Research into effectiveness aims to separate the wheat from the chaff. And while whole-body workouts can be one great strategy for a work-out program, the key in research is isolation. Isolation is a tricky thing though–because you need to still consider the intervention in its entirety. It’s no good to test how effective vibration platforms are if you don’t use them the way everyone is using them. But you do need to strip away some of the confounding factors to get at what the effect of the platform is from the rest of the protocol. This is why randomized studies are the gold standard of evidence generation. They make it possible to isolate the most contributory component of an intervention with a minimum of bias. Do these studies take place under ideal conditions? Not always, but often they do. Do they take place under unrealistic conditions? Not always, but sometimes they do.
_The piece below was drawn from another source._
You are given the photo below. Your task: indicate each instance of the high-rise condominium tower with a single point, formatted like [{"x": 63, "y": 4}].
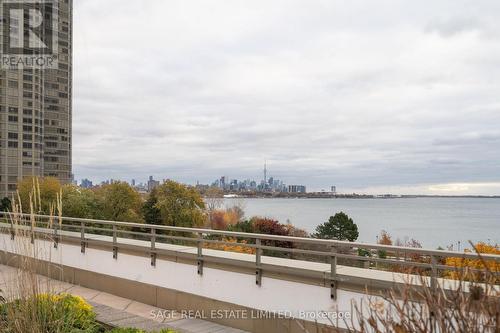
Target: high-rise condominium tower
[{"x": 35, "y": 102}]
The thinking behind ideal conditions is that if an intervention can’t be shown to work under ideal conditions, then it is certainly not going to work under non-ideal ones. Don’t get me wrong, no randomized controlled trial is fully ideal, but what matters is whether the groups remain comparable to one another, because the only thing that should be different between them is the presence or absence of the real intervention.

There is a school of thinking that wants you to believe that research into training is impossible–that it is simply not possible to reduce training into component parts and that training is too holistic to study systematically. My response to this school is not that they find research intimidating, but rather, they haven’t had the experience to know what is possible, or what the new innovations are in trials design. Training research isn’t special. It’s just that there are poor liasons between the people with the training experience and the people with the research experience.

Maybe that bridge will be built stronger some day.